Vector data cubes as a bridge between raster and vector worlds
- Duration:
- 30 minutes
Abstract
This talk introduces the concept of vector data cubes - multi-dimensional arrays where at least one dimension is composed of vector geometries - and its implementation in Python within a new library Xvec, built on top of Xarray, Shapely 2.0 and GeoPandas.
Description
Vector geospatial data, such as points, lines and polygons, are primarily stored in one-dimensional arrays; in Python, typically as a GeoPandas' GeoSeries column within a data frame. At the same time, raster data representing, among others, satellite imagery or digital terrain models (DTM) are multi-dimensional arrays with a number of dimensions being anywhere from 2 (e.g. DTM) to N (e.g. multi-spectral time series from Sentinel 2), in Python mostly captured as Xarray objects. The two, raster and vector, rarely meet, and if so, we either transform one to the other using rasterisation or vectorisation or link vector geometries to a raster index via a unique identifier. However, there is a space in between that would benefit from multi-dimensional arrays with support for vector geometry.

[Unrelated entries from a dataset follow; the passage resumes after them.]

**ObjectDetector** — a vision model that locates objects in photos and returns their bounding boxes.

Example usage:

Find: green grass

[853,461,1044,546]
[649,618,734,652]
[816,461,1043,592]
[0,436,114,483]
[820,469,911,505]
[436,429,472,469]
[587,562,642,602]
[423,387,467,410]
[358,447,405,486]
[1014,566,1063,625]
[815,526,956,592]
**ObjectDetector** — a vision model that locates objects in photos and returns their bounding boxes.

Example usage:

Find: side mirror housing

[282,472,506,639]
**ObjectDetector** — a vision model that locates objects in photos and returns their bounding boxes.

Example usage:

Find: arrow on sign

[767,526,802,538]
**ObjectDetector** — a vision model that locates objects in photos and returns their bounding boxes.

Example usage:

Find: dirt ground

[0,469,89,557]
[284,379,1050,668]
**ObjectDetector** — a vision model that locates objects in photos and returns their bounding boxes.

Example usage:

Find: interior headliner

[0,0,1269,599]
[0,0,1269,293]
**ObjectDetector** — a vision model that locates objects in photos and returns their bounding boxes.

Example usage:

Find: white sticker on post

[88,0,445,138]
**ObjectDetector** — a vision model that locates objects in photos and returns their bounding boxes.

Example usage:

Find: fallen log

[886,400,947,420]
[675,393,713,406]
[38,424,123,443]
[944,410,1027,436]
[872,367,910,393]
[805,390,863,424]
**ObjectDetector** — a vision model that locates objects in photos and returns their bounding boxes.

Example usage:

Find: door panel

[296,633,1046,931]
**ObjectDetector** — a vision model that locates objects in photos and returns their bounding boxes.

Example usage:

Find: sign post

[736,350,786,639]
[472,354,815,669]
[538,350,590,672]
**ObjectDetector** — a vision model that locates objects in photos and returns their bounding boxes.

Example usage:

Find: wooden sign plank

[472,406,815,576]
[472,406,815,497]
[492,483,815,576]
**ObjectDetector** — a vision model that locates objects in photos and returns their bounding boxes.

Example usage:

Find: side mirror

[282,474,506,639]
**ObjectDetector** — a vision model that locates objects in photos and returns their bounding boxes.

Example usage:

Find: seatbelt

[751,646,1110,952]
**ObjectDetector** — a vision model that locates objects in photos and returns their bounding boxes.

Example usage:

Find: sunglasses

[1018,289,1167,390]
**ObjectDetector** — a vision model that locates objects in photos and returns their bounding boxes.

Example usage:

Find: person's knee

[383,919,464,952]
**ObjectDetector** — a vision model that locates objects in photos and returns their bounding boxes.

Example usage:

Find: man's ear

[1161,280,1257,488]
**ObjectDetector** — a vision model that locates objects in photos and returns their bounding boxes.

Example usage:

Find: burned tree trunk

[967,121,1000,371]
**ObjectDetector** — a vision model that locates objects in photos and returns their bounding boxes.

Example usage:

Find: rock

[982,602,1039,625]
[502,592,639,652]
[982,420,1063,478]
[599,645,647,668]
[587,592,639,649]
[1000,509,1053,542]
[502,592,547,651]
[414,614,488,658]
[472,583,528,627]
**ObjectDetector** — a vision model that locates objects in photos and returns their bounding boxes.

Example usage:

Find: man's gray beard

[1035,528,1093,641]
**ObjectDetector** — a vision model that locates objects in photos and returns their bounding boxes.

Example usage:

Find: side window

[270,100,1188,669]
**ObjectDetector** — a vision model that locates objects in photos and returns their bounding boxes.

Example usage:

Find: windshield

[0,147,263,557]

This talk presents a concept of vector data cubes - multi-dimensional arrays where at least one dimension is composed of vector geometries - and its implementation in Python using Xarray, Shapely 2.0 and GeoPandas under the hood. Using the new Xvec package extending Xarray's abilities, we can assign an array of vector geometries as dimension coordinates and use the geospatial capabilities within the Xarray object. A typical use case can be a time series of a land cover proportion per region, where one dimension is composed of vector region boundaries, other as land use classes and a third one capturing time. While the same can be stored as a long-form data frame, it is not an efficient format due to a large amount of data replication. Using the vector data cube instead brings both efficiency and convenience as the included vector dimension can be directly used for indexing, plotting, and other operations that depend on the vector data and for which we would need to switch between Xarray and GeoPandas.